We had another conversation I remember, during which I told her that I had been diagnosed with ADD, and that I often had trouble following a linear thought pattern. She’d nodded, patted my hand, and said “I know a little something about that.” Mrs. Goldstein is still both clever and dry, but only for glimmers and moments. My girlfriend weeps in my arms some nights, and writes her letters, because the old woman doesn’t, or can’t, answer the phone.

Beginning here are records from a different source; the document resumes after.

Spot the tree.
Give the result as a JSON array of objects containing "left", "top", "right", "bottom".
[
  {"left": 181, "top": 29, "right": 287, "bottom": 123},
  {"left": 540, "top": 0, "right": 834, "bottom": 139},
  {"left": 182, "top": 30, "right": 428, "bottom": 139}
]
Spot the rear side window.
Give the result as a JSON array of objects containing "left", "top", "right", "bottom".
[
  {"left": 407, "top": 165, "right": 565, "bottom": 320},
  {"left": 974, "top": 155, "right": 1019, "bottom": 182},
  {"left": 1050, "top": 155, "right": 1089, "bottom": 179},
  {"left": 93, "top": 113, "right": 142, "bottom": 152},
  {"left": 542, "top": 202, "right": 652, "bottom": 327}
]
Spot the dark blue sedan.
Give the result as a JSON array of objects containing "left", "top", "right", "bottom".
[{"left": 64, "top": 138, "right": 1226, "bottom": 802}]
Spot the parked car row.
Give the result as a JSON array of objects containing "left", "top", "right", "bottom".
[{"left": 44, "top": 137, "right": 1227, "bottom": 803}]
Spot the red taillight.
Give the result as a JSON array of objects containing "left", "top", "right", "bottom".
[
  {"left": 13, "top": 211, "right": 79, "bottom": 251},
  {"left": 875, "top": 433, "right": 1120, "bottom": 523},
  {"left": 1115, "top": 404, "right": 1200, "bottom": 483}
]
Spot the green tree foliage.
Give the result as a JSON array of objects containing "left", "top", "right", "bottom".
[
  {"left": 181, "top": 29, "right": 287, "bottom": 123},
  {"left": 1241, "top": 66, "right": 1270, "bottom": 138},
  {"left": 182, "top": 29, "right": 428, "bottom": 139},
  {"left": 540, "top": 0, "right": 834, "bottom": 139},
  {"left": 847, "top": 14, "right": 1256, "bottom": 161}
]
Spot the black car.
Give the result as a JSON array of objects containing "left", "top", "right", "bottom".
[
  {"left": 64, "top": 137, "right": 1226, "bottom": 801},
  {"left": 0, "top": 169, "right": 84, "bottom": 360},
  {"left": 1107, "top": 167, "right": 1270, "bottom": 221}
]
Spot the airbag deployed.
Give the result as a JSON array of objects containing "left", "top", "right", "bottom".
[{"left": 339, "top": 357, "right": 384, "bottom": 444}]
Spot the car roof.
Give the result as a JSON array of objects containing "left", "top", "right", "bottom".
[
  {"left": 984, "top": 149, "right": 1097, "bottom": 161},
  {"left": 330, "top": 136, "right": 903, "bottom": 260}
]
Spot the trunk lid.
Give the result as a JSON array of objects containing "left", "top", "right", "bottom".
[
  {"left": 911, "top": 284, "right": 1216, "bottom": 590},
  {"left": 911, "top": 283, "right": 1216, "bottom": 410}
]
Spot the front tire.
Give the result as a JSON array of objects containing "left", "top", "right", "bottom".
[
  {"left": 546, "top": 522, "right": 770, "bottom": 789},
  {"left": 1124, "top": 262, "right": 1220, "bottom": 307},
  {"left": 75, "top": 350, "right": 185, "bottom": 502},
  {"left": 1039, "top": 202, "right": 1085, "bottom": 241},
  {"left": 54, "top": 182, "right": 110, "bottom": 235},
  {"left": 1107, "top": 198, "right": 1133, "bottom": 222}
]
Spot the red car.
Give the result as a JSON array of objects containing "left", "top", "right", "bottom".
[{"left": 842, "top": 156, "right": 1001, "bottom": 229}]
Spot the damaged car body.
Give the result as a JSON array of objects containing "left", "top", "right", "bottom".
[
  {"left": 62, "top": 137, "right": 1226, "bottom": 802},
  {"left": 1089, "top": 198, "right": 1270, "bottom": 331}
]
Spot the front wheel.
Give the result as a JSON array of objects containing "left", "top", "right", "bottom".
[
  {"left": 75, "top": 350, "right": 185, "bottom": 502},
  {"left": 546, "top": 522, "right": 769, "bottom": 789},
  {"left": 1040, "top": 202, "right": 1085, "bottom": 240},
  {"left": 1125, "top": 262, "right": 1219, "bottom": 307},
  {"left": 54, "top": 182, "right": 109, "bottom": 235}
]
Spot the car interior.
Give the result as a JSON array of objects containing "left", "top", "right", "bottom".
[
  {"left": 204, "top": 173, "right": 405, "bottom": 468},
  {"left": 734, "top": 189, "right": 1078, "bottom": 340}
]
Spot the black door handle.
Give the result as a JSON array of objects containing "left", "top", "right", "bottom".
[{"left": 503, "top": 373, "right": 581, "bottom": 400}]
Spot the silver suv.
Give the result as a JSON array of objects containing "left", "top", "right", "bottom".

So this morning I powered on her old computer, satisfied at the thought of using a 17 inch CRT monitor until it died instead of throwing it away, at learning to install LINUX and Open Office, at knowing and doing and at making do. Like me, Mrs. Goldstein kept a messy desktop. Word files with names like “Poems.doc” and “BachNotes.” A desktop photo of a green hill in Europe, some crumbling stonework, a view she had shared with her long-dead husband from some high place. I realized that in a sense, this data was increasingly what was left of Mrs. Goldstein – the educated, cultured woman, the world traveler, the epicure, the inspiration for her awkward husband’s career as a university astronomer, the more-than-biological source of the woman I love. In the ravaged synapses of her brain, many of these files had long ago become corrupt and inaccessible. I think of all of those action movies where the hero gets sucked through an electronic looking glass and into a virtual world – The Matrix, Tron, Ghost In The Shell. They remind us that our brains are wetware, that we are organic computers storing data and routines as electrical impulses. But action movies are very literal, even when they try to be deep and symbolic. There’s no brain-print of my girlfriend’s mother on that 80 gig DeskStar. Just her work, and her correspondence, and her photos of people and places who will never see her again.
I open the CD drive tray, put in my installation CD, and click restart. The ancient stonework on that European hill disappears. The family has taken what they wanted from this obsolete machine, and they’re passing it on, glad to know that it will be used in the service of education. My task is to protect her things by erasing them. In one of Gabriel Garcia Marquez’s stories, he writes about a wooden coffin “eager to become a tree again” by being buried in the ground. The Ubuntu screen appears on the monitor, but I do not hit the enter key. I let the countdown run out, and the machine beeps, and the data becomes a long chain of ones and zeroes—off and on and on and on and off--without directories to organize that cacophony into thoughts or memories, deprived of significance.
And then the new software installs itself, complete with an office suite that teenagers will use to pour out their experiences and imaginations with the ones and zeroes Mrs. Golstein left behind.
*The title translates to “Legacy” in binary, machine language.